La mia versione del Canto V dell’inferno dantesco viene pubblicata nel 1991 dalla Cooperativa del Raccolto, in una tiratura di duecentotrenta copie numerate e «con una litoserigrafia di Gianfranco Baruchello richiesta dal poeta». Le occasioni storico-contestuali della riscrittura portiana, ultimata il «14.8.1984», sono state pazientemente ricostruite da Alessandro Terreni grazie alla corrispondenza intrattenuta da Porta con il poeta olandese Martin Mooij (Terreni 2014, p. 551). Dall’epistolario portiano apprendiamo che, durante la quindicesima edizione del «Poetry International Festival» di Rotterdam (nel giugno del 1984), gli organizzatori avevano riservato una serata alla letteratura italiana, coinvolgendo personalità del calibro di Edoardo Sanguineti, Amelia Rosselli, Franco Fortini e Giuseppe Conte – come si può verificare consultando l’Archivio storico del Festival. Nel corso di questa soirée nazionale, gli autori non erano tenuti soltanto a declamare i propri versi, ma anche a partecipare attivamente a un laboratorio di traduzione poetica, incentrato monograficamente sul quinto canto della Commedia. In particolare, Porta era intervenuto nel dibattito conclusivo facendosi alfiere della necessità pedagogica di tradurre Dante anche per il lettore italiano contemporaneo.
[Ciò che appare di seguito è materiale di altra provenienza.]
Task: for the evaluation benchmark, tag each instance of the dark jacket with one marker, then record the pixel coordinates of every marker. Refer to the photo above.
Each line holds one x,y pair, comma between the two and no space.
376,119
In una nota programmatica intitolata Perché tradurre Dante (1985), Porta illustrerà le direttrici linguistiche e ideologiche che hanno determinato lo stile dell’esercitazione traduttoria realizzata l’anno precedente, all’insegna di una ritrovata comunicabilità del messaggio dantesco, alleggerito dall’«oppressione del secolare deposito delle interpretazioni solidificato nelle sempre più monumentali ‘note al testo’» (ivi, p. 552). L’esigenza di ‘snellire’ il vocabolario della Commedia può essere ascritta a una precisa querelle storica, che eccede il perimetro del festival olandese. Nel 1985 esce significativamente la nuova edizione dell’Inferno curata da Natalino Sapegno, nelle cui Avvertenze viene esplicitato l’intento di fornire «immediatamente il senso» dei versi danteschi anche al «lettore principiante». L’apparato (agile e informativo) deve mettere il lettore nella condizione di «valutare il peso di una secolare ed ininterrotta tradizione esegetica» (Sapegno 1985, p. v), indispensabile per garantire l’assimilazione della parola dantesca da parte della «sensibilità estetica di oggi» (ivi, p. xv).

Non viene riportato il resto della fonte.